When I think of a good question, I just can’t let it rest. Here’s what I tweeted today:

Why does iron make things red? Mars – blood – iron tablets – hematite scratch tests? (I don’t know)

I’ll clarify/deepen my question: Assume your audience groks spectra and color (in depth). Now answer “Why does iron oxide make things red?”

People started sending me parts of the answer, and I just had to figure it out.

The Puzzle Pieces

Together these pieces make up an answer.

  1. All the colors that are not absorbed are the colors you see.
  2. Spectra for single atoms tend to be simple – electron energy levels are fairly well defined so one detects discrete absorption lines.
  3. Spectra for molecules (such as the various iron oxides) are much more complex, because the electron energy levels are less well defined. In fact there are significantly more energy states and vibration possibilities for molecules, so those discrete lines end up as whole bands of absorption.
  4. Iron oxide happens to be a molecule that absorbs energy in pretty much every state corresponding to the purple, blue, green, and into the yellows – leaving the reds reflected.
    • Blood is a little different, but related. Hemoglobin has hemes – those hemes carry the Iron in the middle. When that heme interacts with O2 (note I did NOT say bonds to) the whole shape of the molecule changes causing the orbitals to move, which changes the energies that can be absorbed by the electrons. These shift towards those blues again, leaving (once again) the reds reflected.
    • Oh, and hematite is grey/silver, but the scratch is reddish because in the hematite crystal structure the orbitals are stuck in one state, but once you disrupt that structure – by grinding it up – the orbital positions can change allowing different amounts of energy to be absorbed – like the blues, leaving the reds.
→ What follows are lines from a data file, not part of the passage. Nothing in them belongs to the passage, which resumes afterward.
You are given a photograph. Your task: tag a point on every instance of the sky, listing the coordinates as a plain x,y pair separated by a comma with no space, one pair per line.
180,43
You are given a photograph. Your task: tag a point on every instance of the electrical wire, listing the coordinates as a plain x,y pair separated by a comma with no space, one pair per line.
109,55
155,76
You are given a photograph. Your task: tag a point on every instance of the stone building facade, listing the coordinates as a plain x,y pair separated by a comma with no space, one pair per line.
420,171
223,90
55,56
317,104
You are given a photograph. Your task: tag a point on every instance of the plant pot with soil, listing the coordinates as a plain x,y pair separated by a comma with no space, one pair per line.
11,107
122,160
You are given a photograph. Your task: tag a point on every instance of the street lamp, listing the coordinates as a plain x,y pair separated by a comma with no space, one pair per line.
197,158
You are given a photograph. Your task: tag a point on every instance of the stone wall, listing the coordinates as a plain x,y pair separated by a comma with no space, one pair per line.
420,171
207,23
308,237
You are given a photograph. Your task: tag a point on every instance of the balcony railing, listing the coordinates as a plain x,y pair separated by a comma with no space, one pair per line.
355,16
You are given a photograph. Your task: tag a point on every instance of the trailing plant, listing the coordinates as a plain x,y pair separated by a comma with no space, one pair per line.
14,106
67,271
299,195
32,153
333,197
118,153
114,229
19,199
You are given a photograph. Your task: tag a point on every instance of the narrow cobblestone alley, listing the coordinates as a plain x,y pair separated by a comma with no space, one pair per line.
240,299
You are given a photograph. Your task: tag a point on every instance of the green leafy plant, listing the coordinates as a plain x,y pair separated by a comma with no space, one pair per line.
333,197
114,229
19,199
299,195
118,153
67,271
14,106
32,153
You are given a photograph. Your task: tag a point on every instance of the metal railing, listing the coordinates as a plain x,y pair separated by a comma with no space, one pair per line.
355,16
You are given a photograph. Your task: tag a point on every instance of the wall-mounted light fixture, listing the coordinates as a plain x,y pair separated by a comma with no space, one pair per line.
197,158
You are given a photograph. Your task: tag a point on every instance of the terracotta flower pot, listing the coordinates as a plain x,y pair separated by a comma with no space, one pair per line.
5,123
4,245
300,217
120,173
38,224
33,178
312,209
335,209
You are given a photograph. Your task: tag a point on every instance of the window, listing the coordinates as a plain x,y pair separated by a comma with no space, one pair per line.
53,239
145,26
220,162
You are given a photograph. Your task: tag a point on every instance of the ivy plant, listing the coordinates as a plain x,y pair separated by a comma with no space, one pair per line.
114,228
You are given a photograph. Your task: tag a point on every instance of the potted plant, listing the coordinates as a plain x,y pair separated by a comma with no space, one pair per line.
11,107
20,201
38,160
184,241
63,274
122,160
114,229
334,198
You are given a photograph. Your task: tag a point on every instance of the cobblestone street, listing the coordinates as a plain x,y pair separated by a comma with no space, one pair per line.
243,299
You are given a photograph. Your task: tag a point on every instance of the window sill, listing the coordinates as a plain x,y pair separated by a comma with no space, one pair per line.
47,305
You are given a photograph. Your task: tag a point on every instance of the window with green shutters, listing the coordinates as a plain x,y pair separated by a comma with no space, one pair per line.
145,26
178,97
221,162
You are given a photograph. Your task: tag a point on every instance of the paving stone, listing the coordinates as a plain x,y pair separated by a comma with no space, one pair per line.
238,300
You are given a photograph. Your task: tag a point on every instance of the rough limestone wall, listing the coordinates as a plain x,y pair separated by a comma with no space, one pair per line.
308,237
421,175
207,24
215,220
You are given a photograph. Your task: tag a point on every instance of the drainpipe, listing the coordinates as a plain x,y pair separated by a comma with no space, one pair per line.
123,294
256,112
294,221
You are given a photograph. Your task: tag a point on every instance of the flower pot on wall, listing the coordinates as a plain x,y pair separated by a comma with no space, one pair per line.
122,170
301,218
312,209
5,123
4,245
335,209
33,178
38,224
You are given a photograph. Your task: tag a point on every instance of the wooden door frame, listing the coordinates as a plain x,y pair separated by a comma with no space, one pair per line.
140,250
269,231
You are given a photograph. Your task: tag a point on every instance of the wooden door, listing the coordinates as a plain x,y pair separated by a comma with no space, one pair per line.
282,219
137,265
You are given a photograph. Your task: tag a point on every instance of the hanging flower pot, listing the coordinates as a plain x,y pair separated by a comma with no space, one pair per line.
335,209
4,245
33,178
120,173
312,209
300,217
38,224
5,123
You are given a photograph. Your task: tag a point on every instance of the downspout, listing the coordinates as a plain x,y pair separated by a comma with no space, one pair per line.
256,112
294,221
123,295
Again.

Whew.

Thanks @superacid & Doug

Sources:

http://chemed.chem.wisc.edu/chempaths/GenChem-Textbook/The-Visible-and-Ultraviolet-Spectra-of-Molecules-Molecular-Orbitals-1040.html

http://www.newton.dep.anl.gov/askasci/bio99/bio99423.htm

http://twitter.com/superacid

Doug McGregor

And I used Wikipedia to get some definitions – like “heme” and “ligand.” That doesn’t mean you should cite Wikipedia as a trustworthy source though!
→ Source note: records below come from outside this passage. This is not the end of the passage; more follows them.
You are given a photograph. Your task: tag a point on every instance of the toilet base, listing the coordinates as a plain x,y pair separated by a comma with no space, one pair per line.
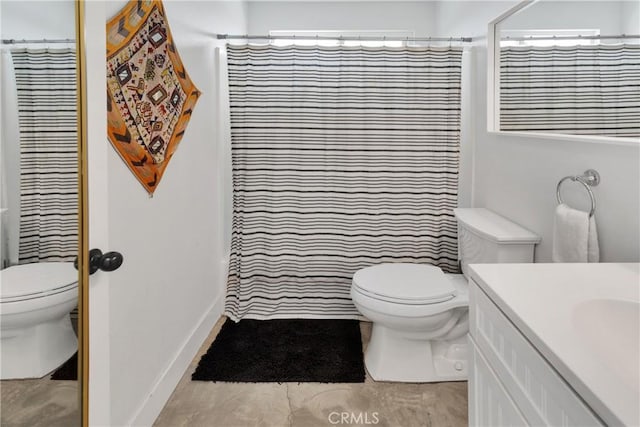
37,350
392,356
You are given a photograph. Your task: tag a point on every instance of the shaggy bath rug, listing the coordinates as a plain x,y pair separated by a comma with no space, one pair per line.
285,350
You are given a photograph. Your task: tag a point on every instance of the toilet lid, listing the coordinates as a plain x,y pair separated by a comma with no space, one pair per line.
37,279
405,283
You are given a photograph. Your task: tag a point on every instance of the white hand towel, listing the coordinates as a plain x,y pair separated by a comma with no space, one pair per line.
575,238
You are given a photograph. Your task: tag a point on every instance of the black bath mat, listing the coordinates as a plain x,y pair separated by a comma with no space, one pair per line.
285,350
68,371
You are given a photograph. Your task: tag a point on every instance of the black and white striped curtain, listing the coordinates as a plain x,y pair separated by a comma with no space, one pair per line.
46,86
582,90
343,157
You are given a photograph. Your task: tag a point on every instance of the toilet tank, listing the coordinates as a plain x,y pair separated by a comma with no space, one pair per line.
486,237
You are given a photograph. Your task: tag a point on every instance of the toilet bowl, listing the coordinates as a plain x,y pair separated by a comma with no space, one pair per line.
36,334
420,314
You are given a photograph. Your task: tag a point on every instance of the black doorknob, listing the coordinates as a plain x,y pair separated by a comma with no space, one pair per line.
99,261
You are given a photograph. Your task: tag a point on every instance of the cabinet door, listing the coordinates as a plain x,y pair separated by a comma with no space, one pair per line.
489,404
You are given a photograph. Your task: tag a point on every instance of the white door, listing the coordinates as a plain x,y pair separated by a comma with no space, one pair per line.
148,318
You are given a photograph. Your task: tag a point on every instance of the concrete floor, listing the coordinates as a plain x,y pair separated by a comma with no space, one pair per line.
206,404
43,402
39,403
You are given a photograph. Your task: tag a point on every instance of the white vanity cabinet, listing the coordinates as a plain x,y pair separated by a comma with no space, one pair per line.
510,382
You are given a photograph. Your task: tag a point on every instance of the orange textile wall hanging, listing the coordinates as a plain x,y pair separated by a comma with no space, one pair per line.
150,97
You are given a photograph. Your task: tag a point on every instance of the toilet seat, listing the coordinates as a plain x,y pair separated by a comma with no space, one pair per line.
38,280
404,283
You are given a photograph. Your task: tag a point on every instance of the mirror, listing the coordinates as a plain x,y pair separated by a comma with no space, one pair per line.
567,68
39,205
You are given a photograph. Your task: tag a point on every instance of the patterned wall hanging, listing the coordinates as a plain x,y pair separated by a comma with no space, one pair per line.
150,97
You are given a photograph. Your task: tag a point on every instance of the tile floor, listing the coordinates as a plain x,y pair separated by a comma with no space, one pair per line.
207,404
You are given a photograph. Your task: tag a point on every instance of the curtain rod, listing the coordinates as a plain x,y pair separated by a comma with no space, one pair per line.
577,37
34,41
343,38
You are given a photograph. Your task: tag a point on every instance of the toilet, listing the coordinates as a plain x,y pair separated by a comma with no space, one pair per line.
420,314
36,331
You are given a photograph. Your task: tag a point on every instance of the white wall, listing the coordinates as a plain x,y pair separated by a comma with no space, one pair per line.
517,177
340,16
165,298
603,15
20,19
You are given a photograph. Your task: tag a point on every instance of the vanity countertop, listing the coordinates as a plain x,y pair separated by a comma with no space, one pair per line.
584,319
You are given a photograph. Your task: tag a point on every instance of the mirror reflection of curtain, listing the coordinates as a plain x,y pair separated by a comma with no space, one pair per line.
580,90
343,158
46,88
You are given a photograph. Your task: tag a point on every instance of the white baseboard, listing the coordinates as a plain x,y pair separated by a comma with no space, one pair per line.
159,394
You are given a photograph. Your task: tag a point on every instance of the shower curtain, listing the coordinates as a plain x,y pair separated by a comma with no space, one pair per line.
46,99
343,157
580,90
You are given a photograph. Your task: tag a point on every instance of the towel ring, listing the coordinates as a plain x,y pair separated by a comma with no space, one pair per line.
589,179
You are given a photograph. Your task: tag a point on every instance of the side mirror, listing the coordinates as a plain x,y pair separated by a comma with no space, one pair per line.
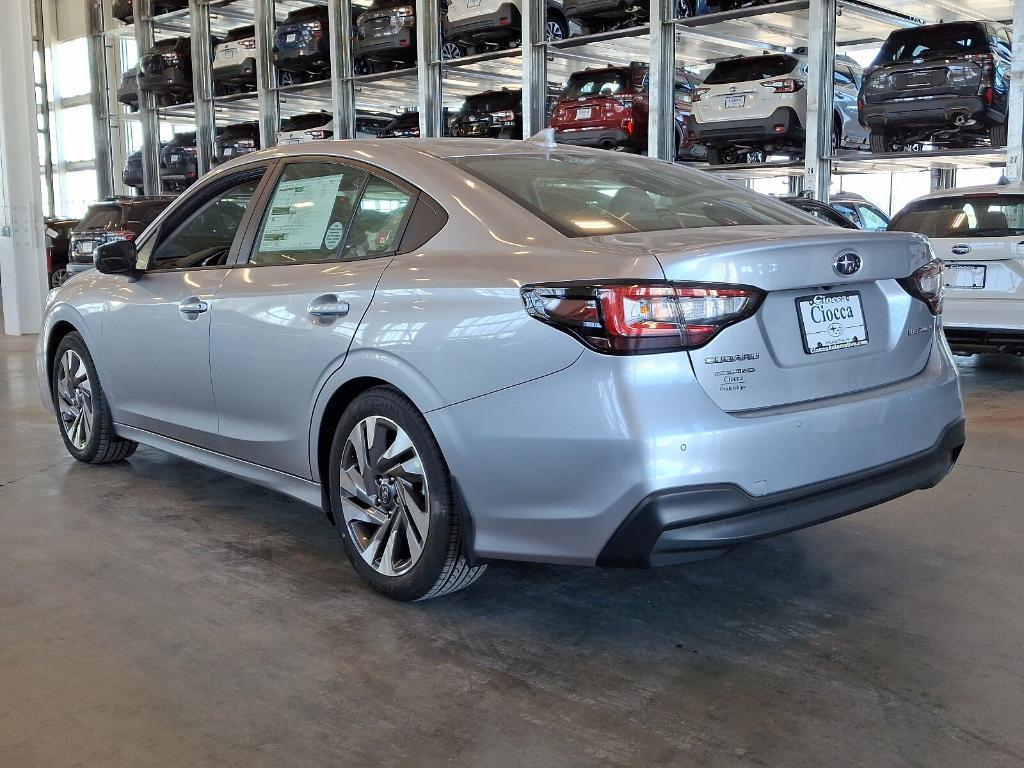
117,258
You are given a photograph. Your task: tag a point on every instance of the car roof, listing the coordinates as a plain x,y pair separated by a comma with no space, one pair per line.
973,190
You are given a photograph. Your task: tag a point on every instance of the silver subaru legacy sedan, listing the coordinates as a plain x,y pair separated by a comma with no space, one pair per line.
467,350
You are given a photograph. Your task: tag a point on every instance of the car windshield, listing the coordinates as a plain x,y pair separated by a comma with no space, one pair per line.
928,42
586,195
982,216
753,68
597,83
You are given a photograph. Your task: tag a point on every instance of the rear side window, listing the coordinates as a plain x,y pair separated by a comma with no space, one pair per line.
597,83
309,214
754,68
583,195
931,42
998,215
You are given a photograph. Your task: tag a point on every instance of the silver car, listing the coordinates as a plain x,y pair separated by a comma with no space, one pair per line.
467,350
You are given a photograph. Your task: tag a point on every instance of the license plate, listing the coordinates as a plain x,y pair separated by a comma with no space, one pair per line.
966,275
832,321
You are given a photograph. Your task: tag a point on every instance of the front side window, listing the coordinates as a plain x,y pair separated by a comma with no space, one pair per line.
378,220
309,214
582,195
205,238
984,216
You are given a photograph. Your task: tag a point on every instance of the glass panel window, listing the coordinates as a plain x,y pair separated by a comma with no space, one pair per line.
375,228
205,238
76,133
309,215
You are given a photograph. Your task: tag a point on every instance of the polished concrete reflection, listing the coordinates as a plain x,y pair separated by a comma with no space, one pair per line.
158,613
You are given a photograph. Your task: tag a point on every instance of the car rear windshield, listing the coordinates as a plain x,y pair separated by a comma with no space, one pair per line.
100,217
491,101
984,216
754,68
597,83
929,42
583,195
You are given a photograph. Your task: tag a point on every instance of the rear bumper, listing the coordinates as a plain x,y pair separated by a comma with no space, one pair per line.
684,524
781,126
242,72
939,111
501,24
609,436
593,136
169,81
974,340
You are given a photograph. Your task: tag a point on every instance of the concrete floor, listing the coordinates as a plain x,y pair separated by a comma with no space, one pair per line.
158,613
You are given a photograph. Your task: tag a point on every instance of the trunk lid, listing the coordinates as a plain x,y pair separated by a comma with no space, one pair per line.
764,360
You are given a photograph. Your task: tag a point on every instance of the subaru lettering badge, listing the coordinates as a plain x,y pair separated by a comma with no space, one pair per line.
847,264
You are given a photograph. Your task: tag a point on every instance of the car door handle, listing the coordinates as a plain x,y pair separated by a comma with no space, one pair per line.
193,307
328,305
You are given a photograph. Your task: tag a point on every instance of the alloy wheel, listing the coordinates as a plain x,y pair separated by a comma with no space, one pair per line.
450,51
75,399
553,31
384,496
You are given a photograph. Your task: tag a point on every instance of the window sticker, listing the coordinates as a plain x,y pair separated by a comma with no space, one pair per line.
334,235
299,214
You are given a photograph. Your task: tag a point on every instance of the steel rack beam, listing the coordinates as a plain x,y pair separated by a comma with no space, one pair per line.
660,120
266,74
342,88
148,119
535,67
202,53
820,95
428,38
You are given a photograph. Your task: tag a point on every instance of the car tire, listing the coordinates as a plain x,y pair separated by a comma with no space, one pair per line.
555,28
83,413
384,514
998,134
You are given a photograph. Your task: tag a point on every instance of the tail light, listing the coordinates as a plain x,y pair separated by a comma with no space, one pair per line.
639,318
785,85
927,285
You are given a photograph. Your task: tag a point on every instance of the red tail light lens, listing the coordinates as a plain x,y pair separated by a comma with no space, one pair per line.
928,285
643,317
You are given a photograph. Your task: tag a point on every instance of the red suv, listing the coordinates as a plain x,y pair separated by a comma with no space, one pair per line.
608,108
I am accepting corrections and clarifications to this post – though I’m not going to go into the basics of spectra here. Maybe another time?

~ A l i c e !

2 Responses to “Why Is Rust Red?”

  • Justsomeguy says:

    Not all iron oxide is red though, if you’re a blacksmith and you’re hammering steel, the red hot steel may form “scales” that are essentially Iron Oxide (Fe3O4) these scales however are black.

    • Alice says:

      Hmm. You’re correct about the scaling … but what happens if you do a scratch test (take a scale and scrape it against a white porcelain scratch plate)? I’m going to hypothesize that the scratch itself will be reddish. This is also what happens with hematite.